A series of B-3 core-terminated highly branched siloxane urethane polymers was synthesized through the A(2) + B-3 route. Isophorone diisoc-yanate (IPDI)-terminated polydimethylsiloxane (PDMS) was used as the A(2) unit and triethanol amine as the B-3 core. Size exclusion chromatography (SEC) studies revealed decreasing number-average molecular weights for the branched polymers and increasing tendency toward lower molecular weight species formation with increased proportion of B-3 core in the branched polymers. The degree of branching and fraction of dendritic units, evaluated from H-1 NMR, increased monotonically with increasing B-3 core in the branched polymers.
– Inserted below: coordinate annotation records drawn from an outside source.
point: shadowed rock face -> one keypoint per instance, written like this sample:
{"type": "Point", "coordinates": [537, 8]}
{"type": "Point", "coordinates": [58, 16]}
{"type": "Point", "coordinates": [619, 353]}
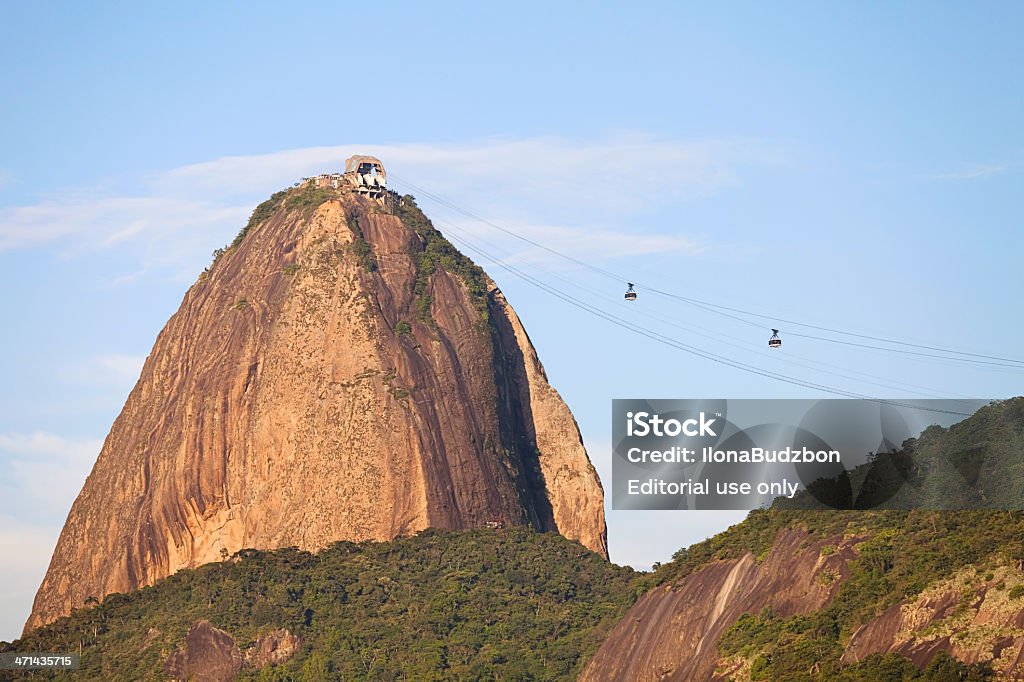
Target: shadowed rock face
{"type": "Point", "coordinates": [299, 397]}
{"type": "Point", "coordinates": [673, 633]}
{"type": "Point", "coordinates": [209, 654]}
{"type": "Point", "coordinates": [974, 619]}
Cross-linked networks of the highly branched polymers were prepared by reaction of the terminal hydroxyl groups with tetraethoxysilane (TEOS) at room temperature. The sol fractions obtained for the networks from solvent extraction studies were consistent with the non-network-forming low molecular weight fractions obtained from the deconvoluted SEC traces. The solubility parameter, Flory-Huggins interaction parameter, and cross-link density of the networks were evaluated from swelling studies. FTIR spectroscopy was used to evaluate the degree of hydrogen bonding of the branched networks. The thermomechanical properties of the networks were evaluated by stress strain measurements and dynamic mechanical analysis, and the results were correlated with the structural parameters, such as degree of branching, extent of hydrogen bonding, and cross-link density.